When he junked plans for veterinary school to take a management position with Hills Bros. 14 years ago, he reassured his mother by telling her the company was the third-biggest coffee roaster in the country.

But he didn't tell his mother that Nos. 1 and 2 in the business had a combined 60 percent of the market compared with Hills Bros.'s 7 percent share.

Hills Bros. remains No. 3, trailing Maxwell House and Folgers. But Cortellini's company has nearly doubled its share of the domestic coffee market since 1976.

"They literally have been sneaking up on the two giants," said Richard Hanley, editor of World Coffee & Tea magazine.

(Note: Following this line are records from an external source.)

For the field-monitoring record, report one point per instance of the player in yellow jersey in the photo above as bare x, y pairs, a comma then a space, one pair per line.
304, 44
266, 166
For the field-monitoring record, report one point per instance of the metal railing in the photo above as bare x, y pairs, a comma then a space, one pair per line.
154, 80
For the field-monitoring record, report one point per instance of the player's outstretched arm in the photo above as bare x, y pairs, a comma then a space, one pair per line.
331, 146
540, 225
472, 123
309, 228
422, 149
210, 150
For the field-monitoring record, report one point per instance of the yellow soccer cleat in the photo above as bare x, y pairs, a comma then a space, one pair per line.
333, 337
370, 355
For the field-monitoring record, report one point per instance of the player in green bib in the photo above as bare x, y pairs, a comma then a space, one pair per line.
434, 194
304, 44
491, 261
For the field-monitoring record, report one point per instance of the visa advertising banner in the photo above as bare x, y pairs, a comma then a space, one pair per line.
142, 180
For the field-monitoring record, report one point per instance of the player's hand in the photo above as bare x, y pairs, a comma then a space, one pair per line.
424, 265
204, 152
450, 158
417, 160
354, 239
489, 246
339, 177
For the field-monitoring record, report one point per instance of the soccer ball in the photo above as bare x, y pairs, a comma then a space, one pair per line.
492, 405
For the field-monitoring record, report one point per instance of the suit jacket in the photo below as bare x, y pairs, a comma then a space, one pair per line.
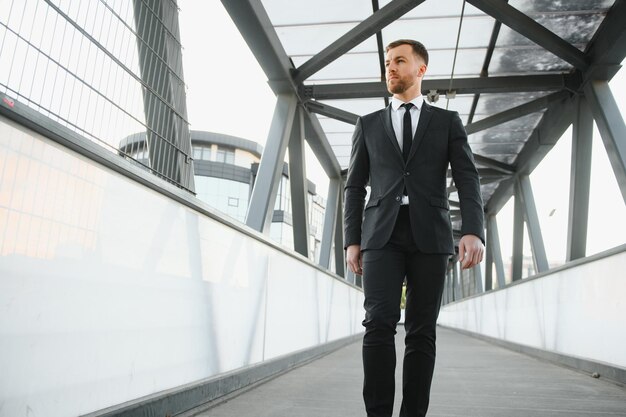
376, 158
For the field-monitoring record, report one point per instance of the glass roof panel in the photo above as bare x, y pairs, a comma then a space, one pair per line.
533, 6
351, 65
490, 104
360, 107
469, 62
289, 12
438, 8
473, 33
311, 39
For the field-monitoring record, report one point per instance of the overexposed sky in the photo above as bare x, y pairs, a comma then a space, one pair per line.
228, 93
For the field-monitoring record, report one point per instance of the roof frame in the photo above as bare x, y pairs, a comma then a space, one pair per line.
355, 36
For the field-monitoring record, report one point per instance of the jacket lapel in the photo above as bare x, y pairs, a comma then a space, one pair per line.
386, 116
425, 115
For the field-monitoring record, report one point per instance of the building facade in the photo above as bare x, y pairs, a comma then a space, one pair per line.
225, 169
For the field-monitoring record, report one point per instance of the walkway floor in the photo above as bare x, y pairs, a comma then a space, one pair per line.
473, 378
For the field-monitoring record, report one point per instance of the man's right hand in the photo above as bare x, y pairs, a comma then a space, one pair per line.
353, 258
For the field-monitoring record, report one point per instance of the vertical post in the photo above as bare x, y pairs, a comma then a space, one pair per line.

In early 1988, Hills Bros. opened its new manufacturing plant in Suffolk's Industrial Park. Shortly afterward, the company's top officials flew in from their San Francisco headquarters to announce they would expand the plant's production capacity tenfold, to some 150 million pounds of coffee annually.

When the second phase brews into operation by early 1991, Hills Bros. will have spent $35 million on the Suffolk operation. The plant will be the largest in Hills Bros.' six-factory network and the most automated of its kind in the world.

Earlier in June, Hills Bros.'s parent, the Swiss-based Nestle S.A., said the company had done well enough to be given the management of Nestle's other domestic coffee brands, Nescafe and Taster's Choice.

As Tom Pirko, president of Bevmark Inc., a Los Angeles-based beverage-industry consulting company, said, "There's no question that the third leg on this stool ... is the one to watch."